Most of the conventional municipal WWTPs do not remove complex MPs by biodegradation and/or biotransformation effectively. Observed removal efficiencies vary in a wide range for different compounds, as well as for the same substance, due to operational conditions such as aerobic, anaerobic, anoxic, sludge retention time (SRT), pH, redox potential, and water temperature. Membrane bioreactors (MBRs) seem to be more effective than conventional-activated sludge (CAS) process as MBR process combines biological treatment with membrane filtration (micro and ultrafiltration). In addition, due to higher SRT at MBRs compared to CAS, biodiversity of the microorganisms in MBR is greater than CAS, and opportunity for adaptation of specific microorganisms to the persistent compounds is greater in MBR than in CAS. Removal of 29 antibiotics in a CAS process was reviewed by Verlicchi et al. [54], where removal of compounds such as sulfamethoxazole, ciprofloxacin, roxithromycin, norfloxacin, erythromycin, etc., varied in a wide range of 0 (spiramycin) and 98% (cefaclor) in CAS and between 15 (azithromycin) and 94% (ofloxacin) in MBRs. Only 1 (azithromycin) out of 10 compounds investigated in both systems exhibited higher average removal efficiency in CAS than in MBR. Trinh et al. [55] traced 48 MPs including steroidal hormones, xenoestrogens, pesticides, caffeine, pharmaceuticals, and personal care products (PPCPs) in a MBR with >90% removal for many of the compounds. However, amitriptyline, carbamazepine, diazepam, diclofenac, fluoxetine, gemfibrozil, omeprazole, sulphamethoxazole, and trimethoprim were only partially removed in MBR with the removal efficiencies of 24–68% [55]. Similar results were obtained in a pilot-scale MBR operated for a Swiss hospital effluent for 1 year [56, 57]. Among the 56 pharmaceuticals, an overall load elimination of all pharmaceuticals and metabolites in the MBR was only 22% due to the presence of persistent iodinated contrast media (almost 80% of the total organic load). Weiss and Reemtsma [58] reported that major advantage of MBR lies for the compounds with moderate removal in CAS; MBR showed no advantages for both well-degradable and recalcitrant compounds. For polar compounds, MBR does not provide significant benefits, because effluent quality is improved only gradually and the most critical components of high aerobic stability remain almost unaltered [58].

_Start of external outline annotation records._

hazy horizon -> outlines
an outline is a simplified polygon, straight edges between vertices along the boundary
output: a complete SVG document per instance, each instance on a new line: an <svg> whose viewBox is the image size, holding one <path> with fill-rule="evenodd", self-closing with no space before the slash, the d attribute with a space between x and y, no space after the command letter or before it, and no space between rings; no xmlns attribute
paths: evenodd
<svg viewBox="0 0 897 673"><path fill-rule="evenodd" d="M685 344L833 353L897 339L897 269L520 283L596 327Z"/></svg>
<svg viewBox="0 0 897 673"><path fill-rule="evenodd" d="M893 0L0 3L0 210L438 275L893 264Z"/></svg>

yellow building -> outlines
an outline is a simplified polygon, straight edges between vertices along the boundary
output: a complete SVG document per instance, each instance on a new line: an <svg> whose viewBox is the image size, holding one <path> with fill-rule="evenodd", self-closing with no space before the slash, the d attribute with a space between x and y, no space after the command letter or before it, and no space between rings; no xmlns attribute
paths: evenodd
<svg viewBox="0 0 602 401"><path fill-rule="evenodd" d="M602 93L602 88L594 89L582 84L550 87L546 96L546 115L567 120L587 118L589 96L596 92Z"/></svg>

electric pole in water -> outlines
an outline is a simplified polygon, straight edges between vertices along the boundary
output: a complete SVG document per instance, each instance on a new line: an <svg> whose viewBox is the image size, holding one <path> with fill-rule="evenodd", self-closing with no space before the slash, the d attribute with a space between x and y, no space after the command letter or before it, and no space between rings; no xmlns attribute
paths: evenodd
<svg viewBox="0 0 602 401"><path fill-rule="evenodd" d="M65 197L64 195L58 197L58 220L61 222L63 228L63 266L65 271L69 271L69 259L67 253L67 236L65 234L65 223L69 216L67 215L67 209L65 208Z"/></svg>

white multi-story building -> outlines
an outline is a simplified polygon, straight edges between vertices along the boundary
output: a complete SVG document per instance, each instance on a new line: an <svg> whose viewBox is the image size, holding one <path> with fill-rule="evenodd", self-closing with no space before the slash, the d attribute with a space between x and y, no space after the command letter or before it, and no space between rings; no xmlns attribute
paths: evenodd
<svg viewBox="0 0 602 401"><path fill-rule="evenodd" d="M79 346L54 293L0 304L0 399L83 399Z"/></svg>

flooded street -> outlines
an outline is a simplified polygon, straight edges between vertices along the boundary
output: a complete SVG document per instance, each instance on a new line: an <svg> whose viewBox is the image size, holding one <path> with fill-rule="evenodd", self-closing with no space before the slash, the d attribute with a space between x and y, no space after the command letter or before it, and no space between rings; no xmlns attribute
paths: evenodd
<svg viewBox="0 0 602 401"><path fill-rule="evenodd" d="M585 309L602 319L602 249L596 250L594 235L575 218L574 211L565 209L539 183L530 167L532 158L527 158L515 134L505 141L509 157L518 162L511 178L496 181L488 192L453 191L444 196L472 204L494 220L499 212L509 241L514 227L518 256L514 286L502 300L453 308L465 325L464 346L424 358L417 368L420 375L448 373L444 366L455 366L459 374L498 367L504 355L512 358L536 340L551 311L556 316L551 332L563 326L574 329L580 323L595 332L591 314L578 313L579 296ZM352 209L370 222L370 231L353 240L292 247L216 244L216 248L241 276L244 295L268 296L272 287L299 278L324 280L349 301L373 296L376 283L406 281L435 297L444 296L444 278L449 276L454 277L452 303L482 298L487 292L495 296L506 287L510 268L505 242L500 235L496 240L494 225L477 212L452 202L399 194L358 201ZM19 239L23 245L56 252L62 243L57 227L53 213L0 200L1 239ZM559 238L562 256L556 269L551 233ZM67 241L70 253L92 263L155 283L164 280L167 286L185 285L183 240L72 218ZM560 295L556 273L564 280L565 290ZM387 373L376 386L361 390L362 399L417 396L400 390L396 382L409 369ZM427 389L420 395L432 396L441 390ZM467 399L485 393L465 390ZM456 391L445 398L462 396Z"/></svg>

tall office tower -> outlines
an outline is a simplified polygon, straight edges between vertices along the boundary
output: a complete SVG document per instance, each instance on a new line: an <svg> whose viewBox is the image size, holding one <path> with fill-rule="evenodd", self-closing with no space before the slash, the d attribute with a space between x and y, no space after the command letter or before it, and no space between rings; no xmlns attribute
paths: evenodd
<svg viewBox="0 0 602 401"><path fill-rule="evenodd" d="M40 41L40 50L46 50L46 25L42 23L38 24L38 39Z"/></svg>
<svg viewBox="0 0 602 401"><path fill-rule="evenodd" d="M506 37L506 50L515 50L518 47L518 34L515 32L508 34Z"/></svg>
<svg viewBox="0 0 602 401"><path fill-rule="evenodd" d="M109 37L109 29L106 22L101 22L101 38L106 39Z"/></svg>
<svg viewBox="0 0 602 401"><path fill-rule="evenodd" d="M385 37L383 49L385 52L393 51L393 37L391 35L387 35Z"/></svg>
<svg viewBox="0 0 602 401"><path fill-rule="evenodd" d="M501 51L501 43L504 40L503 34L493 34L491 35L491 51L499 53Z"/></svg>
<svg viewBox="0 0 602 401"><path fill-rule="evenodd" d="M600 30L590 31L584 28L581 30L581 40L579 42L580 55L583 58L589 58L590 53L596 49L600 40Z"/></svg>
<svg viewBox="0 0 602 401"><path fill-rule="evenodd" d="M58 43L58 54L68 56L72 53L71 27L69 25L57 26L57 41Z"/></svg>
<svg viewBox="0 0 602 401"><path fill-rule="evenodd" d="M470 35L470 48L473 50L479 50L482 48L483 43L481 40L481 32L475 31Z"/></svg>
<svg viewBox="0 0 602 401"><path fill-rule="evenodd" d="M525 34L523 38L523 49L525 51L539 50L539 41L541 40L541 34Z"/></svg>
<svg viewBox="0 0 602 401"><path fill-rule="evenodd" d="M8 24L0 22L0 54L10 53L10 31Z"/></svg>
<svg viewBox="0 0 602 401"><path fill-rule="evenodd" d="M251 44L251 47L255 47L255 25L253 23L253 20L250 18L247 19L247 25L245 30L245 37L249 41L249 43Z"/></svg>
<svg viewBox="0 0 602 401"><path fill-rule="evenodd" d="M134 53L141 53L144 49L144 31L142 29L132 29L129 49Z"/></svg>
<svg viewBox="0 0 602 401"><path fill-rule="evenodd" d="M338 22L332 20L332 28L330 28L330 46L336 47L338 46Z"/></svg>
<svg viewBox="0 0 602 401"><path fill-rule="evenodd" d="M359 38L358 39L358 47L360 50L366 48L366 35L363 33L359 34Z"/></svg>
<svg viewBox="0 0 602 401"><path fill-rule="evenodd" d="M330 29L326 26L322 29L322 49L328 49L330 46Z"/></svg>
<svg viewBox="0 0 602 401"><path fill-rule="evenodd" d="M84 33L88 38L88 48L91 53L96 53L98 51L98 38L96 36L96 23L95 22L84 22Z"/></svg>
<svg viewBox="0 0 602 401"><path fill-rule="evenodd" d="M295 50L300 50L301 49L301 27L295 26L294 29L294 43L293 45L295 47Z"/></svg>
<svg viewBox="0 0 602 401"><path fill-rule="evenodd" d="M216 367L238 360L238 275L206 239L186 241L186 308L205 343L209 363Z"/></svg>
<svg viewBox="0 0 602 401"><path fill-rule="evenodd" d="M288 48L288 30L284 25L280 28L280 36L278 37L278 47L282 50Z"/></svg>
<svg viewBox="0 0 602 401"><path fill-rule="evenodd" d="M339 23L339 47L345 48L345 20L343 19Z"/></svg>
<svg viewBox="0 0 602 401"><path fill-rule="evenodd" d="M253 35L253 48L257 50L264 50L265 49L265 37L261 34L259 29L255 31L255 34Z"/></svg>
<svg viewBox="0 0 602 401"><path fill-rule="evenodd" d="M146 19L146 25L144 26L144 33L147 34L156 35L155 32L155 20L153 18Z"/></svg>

Longer SRT as required for nitrogen removal also played an important role in reducing the concentrations of certain MPs [59, 60], and a SRT > 10 days was recommended. Longer SRTs resulted in diverse growth of the microbial community including the growth of nitrifying bacteria. Nitrifying bacteria had shown potential for cometabolic degradation of MPs [61, 62]. However, much longer SRT (49 days) was required for 61% removal of iopromide compared to zero removal in CAS [61]. Mixed bacterial cultures also have proved to be quite effective in removing MPs such as triclosan, BPA, and ibuprofen in river [63, 64] and WWTP [65, 66]. While MPs such as quaternary ammonium compounds are biodegraded as single compound, their biodegradation is inhibited in a mixture using Pseudomonas sp. isolated from returned activated sludge [67].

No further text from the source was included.